Al igual que nadie hubiera fallado la pena máxima que el futbolista acaba de errar, igual que nadie reconoce, públicamente, ver esos programas de televisión con unos índices de audiencia aplastantes y, curiosamente, la mayoría vemos los programas culturales de la segunda cadena de Televisión Española, todos alardeamos de una honestidad que pocas veces hemos visto peligrar.
Mientras no estemos en disposición de delinquir, de adueñarnos de lo que no es nuestro, de favorecer con nuestras decisiones a aquellos que quizás no sean los más idóneos, de gastar el dinero de todos de una manera irresponsable, de enriquecernos de hoy para mañana, todos tenemos la certeza que nosotros somos unos tipos íntegros, honestos donde los haya, políticamente correctos (ahora que está tan de moda).

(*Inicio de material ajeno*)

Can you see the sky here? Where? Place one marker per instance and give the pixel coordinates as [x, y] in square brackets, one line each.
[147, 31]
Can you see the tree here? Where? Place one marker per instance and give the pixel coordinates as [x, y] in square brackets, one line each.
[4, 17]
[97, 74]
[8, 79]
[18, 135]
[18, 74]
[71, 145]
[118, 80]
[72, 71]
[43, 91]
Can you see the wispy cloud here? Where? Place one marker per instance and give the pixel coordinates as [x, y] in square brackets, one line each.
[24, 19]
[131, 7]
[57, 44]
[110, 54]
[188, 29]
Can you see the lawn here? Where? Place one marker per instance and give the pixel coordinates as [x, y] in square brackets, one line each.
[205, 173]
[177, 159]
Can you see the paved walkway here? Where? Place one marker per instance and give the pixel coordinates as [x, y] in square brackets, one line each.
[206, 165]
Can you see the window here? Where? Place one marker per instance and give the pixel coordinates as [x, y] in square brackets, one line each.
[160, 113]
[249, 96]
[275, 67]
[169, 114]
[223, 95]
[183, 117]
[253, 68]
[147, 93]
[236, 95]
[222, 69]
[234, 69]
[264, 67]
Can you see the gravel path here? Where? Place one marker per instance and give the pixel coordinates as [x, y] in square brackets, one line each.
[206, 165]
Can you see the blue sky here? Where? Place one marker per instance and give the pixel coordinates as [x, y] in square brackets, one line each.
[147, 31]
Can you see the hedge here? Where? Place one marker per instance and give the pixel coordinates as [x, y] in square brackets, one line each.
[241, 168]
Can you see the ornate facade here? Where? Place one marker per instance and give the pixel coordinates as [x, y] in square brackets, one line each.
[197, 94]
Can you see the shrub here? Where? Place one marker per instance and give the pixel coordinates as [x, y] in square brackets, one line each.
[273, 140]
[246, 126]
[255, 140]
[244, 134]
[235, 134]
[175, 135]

La honestidad empieza a resquebrajarse cuando la tentación se acerca. Pese a alejarla hoy de nuestro lado, mañana estará más cerca si cabe, más apetecible, más tentadora. Y pasado mañana, mejor ni os cuento.
Y entonces, sólo entonces, cuando uno vive diariamente con la tentación, es cuando sabe si es, o no, impoluto.
Quizás seamos deshonestos potenciales, sin embargo hay que saber que los deshonestos, ya de por si tratan de buscar la ocasión.